Did Ozy Media co-founder Samir Rao have a key role in its collapse
Earlier, this week Samir Rao was asked to step down by Ozy Media. A co-founder, he was the chief operating officer of the Mountain View, California based startup. Then yesterday, Ozy, which had 75 employees, suspended its operations. “It is…with the heaviest of hearts that we must announce today that we are closing Ozy’s doors,” the board of directors said in a statement to Axios.
Ozy, created what it called “the new and the next” content on a variety of topics for its website, newsletters, videos and podcasts. Some of the videos were distributed through PBS and other TV channels but most were put up on its YouTube channel. Shows included interviews with TV host Trevor Noah, politician Hilary Clinton, billionaire investor Mark Cuban, actor Scarlett Johansson, musician John Legend and other big names. It also organized an Ozy Festival in New York with ticketed entry to hear authors, musicians, sports stars and other celebrities.
This week, Ozy’s chairman, investors, advertisers and other clients and key employees cut ties with the company after a New York Times story on September 26. In the winter of 2020, investment bank Goldman Sachs was considering investing $40 million in Ozy. Goldman executives set up a call with a senior YouTube executive to verify Ozy’s viewership and other data on the video platform.
Suspecting a digital altering of the YouTube executive’s voice, Goldman contacted YouTube and found the executive had not participated in the call. Carlos Watson, Ozy co-founder and chief executive, apologized to Goldman saying Samir Rao had impersonated the YouTube executive, according to The New York Times. The story - as well as other media reports - also questioned the audience numbers claimed by Ozy for its various platforms.
Google, owner of YouTube, alerted the Federal Bureau of Investigation about Rao’s impersonation. In an email to The New York Times, Watson attributed the impersonation to Rao’s mental health crisis, adding that, “I’m proud that we stood by (Rao) while he struggled, and we’re all glad to see him now thriving again.” Watson said.
In 2013, Carlos Watson and Samir Rao, (in photo), former colleagues at Goldman Sachs’ New York office, founded Ozy with a big idea: “satisfy our desire for smarter, fresher and more diverse media.” This was for “people who are edgy and educated, hungry and observant — and tired of being handed the same menu rehashing yesterday's top stories.”
In a press release for Ozy’s The Carlos Watson Show, Rao described his co-founder Watson “as a Black man (from Florida born to Jamaican parents) who always fought against the odds — from working his way to Harvard, to hosting on MSNBC and CNN, to becoming one of the few Black CEOs in media”
Ozy attracted major investors including Emerson Collective, owned by Lauren Powell Jobs, the billionaire widow of Apple founder Steve Jobs, as well as German publishing giant Axel Springer. By April 2020, it raised a total $83 million at a valuation of about $160 million, according to Pitchbook.

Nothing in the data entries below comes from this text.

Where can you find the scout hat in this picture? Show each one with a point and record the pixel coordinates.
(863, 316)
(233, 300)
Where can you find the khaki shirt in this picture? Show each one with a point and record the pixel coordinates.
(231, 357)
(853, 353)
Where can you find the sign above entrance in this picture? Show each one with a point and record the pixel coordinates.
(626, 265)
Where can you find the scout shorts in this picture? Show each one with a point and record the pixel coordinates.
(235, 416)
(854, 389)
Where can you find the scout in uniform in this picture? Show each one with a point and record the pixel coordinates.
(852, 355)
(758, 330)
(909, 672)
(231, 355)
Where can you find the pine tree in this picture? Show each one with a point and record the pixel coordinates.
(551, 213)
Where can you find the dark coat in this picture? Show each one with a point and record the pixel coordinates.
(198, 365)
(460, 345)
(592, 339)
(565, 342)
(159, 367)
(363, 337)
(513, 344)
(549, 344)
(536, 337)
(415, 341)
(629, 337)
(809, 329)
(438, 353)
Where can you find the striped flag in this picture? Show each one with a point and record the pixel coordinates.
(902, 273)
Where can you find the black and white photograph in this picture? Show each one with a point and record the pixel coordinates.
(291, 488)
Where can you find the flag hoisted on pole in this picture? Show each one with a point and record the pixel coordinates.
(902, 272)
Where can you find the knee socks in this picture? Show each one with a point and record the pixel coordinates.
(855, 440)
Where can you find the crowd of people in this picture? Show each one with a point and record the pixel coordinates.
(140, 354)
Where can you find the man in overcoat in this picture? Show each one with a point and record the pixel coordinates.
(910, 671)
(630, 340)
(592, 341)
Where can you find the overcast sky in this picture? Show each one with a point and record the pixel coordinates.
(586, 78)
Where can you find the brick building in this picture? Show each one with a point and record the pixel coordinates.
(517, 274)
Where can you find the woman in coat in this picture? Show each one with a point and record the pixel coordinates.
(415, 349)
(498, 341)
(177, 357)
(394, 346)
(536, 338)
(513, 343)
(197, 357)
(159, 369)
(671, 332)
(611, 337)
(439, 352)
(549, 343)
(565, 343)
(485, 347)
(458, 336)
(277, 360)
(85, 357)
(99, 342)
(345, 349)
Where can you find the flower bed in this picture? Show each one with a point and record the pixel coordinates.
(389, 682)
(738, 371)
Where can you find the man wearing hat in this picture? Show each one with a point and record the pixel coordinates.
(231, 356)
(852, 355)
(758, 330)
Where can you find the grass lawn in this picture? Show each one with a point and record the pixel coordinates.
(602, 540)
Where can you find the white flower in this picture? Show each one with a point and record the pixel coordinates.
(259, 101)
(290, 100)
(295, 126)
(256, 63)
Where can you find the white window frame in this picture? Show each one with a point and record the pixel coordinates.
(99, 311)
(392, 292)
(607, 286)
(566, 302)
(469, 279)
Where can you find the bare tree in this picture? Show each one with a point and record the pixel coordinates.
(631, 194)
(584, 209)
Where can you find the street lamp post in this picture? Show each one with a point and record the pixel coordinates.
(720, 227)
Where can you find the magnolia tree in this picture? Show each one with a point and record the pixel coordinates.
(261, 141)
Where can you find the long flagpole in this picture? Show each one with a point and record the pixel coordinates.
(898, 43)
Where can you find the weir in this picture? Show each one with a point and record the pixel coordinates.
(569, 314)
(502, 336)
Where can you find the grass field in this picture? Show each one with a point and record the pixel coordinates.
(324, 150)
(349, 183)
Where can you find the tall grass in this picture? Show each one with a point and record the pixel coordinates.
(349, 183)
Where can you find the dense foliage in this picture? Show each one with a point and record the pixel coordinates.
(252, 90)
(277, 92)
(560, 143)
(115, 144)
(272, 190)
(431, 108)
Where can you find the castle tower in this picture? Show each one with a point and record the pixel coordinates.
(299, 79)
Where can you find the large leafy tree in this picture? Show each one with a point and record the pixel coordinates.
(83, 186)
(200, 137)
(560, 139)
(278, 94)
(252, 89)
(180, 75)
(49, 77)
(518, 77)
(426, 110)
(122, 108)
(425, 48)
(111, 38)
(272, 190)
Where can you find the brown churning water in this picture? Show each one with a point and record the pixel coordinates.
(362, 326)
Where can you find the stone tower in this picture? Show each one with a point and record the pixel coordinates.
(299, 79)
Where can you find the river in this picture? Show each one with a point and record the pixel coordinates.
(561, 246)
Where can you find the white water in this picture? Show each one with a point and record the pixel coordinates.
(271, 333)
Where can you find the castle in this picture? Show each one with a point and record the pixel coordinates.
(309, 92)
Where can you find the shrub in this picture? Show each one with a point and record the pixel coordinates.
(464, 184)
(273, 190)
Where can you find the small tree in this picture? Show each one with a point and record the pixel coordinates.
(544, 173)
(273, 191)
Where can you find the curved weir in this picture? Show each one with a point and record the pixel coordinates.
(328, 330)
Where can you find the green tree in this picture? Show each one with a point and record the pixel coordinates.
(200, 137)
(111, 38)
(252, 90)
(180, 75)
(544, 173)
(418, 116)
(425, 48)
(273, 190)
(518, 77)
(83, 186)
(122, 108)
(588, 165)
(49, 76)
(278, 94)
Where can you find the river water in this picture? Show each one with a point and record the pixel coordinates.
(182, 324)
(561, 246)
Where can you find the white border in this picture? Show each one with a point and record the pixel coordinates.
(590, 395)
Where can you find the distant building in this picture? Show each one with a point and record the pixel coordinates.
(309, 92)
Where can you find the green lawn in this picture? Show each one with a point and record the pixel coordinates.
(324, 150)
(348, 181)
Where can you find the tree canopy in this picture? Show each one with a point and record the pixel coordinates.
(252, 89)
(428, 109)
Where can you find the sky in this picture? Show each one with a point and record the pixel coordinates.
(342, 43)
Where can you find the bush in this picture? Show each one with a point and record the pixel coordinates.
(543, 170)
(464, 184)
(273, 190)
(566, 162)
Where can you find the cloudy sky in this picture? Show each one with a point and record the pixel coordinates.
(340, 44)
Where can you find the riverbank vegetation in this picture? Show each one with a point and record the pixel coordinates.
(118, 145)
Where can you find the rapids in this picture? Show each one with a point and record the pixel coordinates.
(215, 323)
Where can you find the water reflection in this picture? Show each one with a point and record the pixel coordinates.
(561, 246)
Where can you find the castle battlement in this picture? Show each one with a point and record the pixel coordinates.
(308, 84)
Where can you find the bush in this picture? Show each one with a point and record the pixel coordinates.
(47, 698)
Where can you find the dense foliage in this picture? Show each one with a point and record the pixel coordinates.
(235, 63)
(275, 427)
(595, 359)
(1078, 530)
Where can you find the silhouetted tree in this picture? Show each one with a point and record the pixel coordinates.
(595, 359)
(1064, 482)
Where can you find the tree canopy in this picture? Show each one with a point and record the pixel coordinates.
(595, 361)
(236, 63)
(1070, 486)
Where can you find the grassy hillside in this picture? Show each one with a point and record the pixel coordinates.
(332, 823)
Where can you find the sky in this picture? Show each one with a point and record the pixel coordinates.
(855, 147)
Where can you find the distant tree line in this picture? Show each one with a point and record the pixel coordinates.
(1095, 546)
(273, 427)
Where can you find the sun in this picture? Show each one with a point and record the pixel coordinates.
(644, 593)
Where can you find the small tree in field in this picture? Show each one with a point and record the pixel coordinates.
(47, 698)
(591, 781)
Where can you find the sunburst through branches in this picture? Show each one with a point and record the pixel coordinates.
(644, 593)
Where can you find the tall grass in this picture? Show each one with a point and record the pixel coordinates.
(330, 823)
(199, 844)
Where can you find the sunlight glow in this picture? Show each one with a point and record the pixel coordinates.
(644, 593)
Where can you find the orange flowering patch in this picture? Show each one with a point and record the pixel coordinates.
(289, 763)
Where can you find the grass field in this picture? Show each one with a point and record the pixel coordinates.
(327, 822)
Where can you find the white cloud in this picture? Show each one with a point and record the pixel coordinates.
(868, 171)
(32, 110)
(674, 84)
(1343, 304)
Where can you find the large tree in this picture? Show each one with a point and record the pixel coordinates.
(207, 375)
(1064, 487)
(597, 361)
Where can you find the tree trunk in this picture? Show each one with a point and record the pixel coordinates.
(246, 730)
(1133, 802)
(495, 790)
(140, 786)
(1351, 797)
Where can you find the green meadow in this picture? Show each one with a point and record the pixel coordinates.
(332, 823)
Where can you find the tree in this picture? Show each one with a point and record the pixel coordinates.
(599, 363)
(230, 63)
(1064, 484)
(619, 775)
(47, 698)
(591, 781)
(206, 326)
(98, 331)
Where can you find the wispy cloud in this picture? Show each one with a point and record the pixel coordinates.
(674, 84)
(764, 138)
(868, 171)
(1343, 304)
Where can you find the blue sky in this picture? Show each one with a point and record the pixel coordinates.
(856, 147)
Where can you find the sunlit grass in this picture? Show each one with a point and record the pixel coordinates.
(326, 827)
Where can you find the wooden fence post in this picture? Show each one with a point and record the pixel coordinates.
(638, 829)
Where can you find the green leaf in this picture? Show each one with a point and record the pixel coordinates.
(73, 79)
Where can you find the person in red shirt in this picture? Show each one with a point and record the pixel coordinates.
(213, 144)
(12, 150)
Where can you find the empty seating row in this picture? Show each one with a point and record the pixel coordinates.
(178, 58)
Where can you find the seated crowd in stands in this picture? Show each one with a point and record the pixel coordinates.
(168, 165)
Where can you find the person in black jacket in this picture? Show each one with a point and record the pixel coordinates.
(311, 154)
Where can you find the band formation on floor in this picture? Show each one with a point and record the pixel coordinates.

Ozy was a difficult place to work, some former employees told New York Magazine and other media, and both Watson and Rao shouted at employees.
Samir Rao, son of Indian immigrants, grew up in suburban Detroit, Michigan. Following an AB in math and economics from Harvard University, he worked as an associate at Goldman Sachs from 2007 to 2011. Trained in classical Indian music, he is an amateur composer of advertising jingles.
Apparently, Samir Rao has shut down his LinkedIn and Twitter pages.
The rise and fall of Ozy, with a cast of Ivy league educated founders and big-name investors, politicians and celebrities, is similar to numerous, recurring Silicon Valley tales, most recently that of Theranos, which claimed it was revolutionizing blood tests and which had another Indian American Ramesh Balwani as its president.
As a New York Times reporter noted, the “one nagging question in this era of spectacular booms and busts is where, exactly, the line is drawn between fake-it-til-you-make-it hype (Tesla!) and possible fraud (Theranos!). That line is often blurry and comes into focus only in retrospect. Early fluffery can be excused by later success.”